His words (“we did something as a society that nobody could have done alone, and which had never been done before”) brought to mind Jesus’s words from John’s Gospel, “Greater love has no one than this, to lay down one’s life for one’s friends” (John 15: 13). Through the past few months, many aspects of our “normal” lives have been laid down, in part from self-interest of not being infected, but also, from a public health perspective, to protect each other.

You’ve been involved in a world-changing moment, and you may not have even noticed. This unusual period of history has given opportunity to notice other things. Not only have many of us been more attentive to the beauty of springtime, but we have also had time to allow current events to register more deeply.

Pre-pandemic, the video of George Floyd’s asphyxiation at the hands of police might have receded quickly in the 24-hour news cycle as the world scurried on with the fast-paced flow of life. Not this time.

For many people in North America and indeed around the world, the impact of seeing a video of almost nine minutes with an officer kneeling on Floyd’s neck seeped into collective consciousness, releasing long-held anger about the inequalities that so define racism.

For those who had been noticing, those inequalities had already stood out in stark relief as the infection rate of COVID-19 disproportionately affected non-white, underprivileged communities. The world has slowed down enough for more of us to notice. And noticing is important: sadly, many still don’t see what’s become so obvious to so many.

For example, incidents of police brutality in Canada towards Indigenous people have registered more deeply on the consciousness of many non-Indigenous Canadians. The photo of Athabasca Chipewyan First Nation Chief Allan Adam’s facial injuries, sustained after allegedly being assaulted by police officers, deeply alarmed many, including Prime Minister Justin Trudeau. People are noticing things, not only because life has slowed down, but also because the pandemic has underlined two intersecting realities previously ignored: that human beings are vulnerable, and that we are all interconnected.

It’s important to notice how vulnerable and interconnected we are.

The virus has been a potent reminder that human life is vulnerable. Even with all the conveniences and privileges that many enjoy, an easily transmitted, invisible virus caused the shutdown of much in our communities. The wisest of governments heeded the best of science and have been largely able to “flatten the curve” of infection. Wearing masks, limiting social interaction and sheltering in place have provided for a time in which we’re more aware of our vulnerability and of how deeply our lives are, in fact, interconnected.

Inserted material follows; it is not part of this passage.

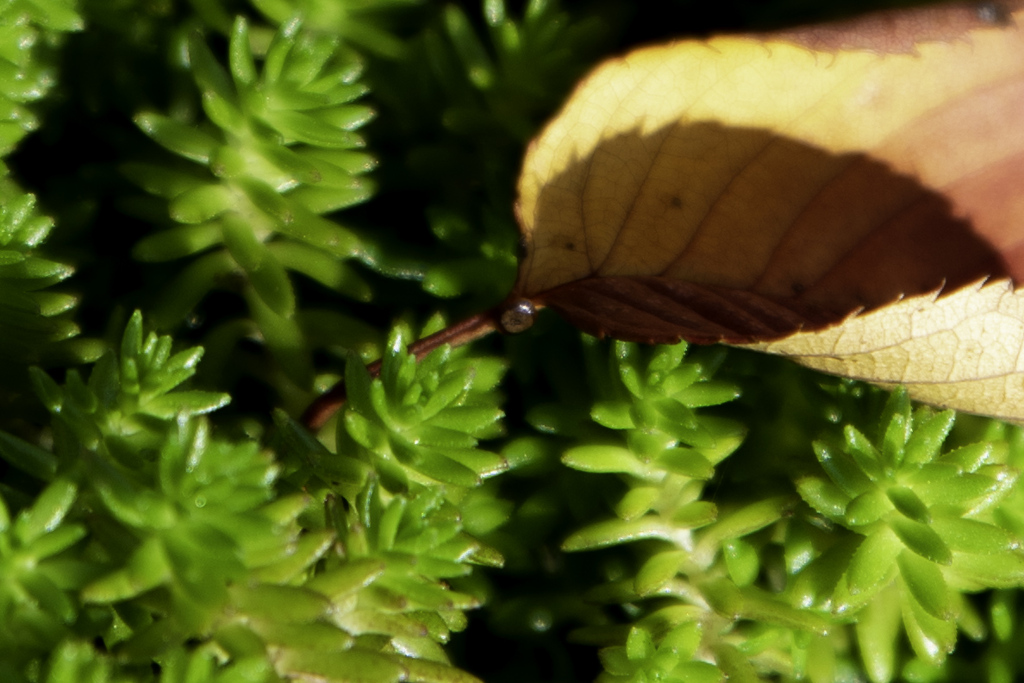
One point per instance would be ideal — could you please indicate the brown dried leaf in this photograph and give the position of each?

It should come as no surprise that vulnerability and interconnectedness resonate deeply in human consciousness. Across the United States and Canada, and indeed around the world, people have risen up in protest, toppling monuments that celebrated leaders whose actions furthered slavery, injustice and oppression. Canadian Anglican bishops, led by our primate, issued a statement on racial justice as old documents like “A Charter for Racial Justice” were dusted off.

More and more people are noticing the vulnerability and interconnectedness of human life.  Telling the story of how human life is vulnerable and interconnected is a key part of the proclamation of the gospel.

It remains to be seen whether this moment of “noticing” lasts and grows, whether the attention that has been given to racial injustice will grow into lasting change. But one hopes that the hunkering down that this pandemic time has demanded might result in an increased thirst for justice and peace.

What are you noticing these days?


  • Peter Elliott

    The Very Rev. Peter Elliott is adjunct faculty at Vancouver School of Theology. From 1994 to 2019 he served as dean of Christ Church Cathedral, Vancouver.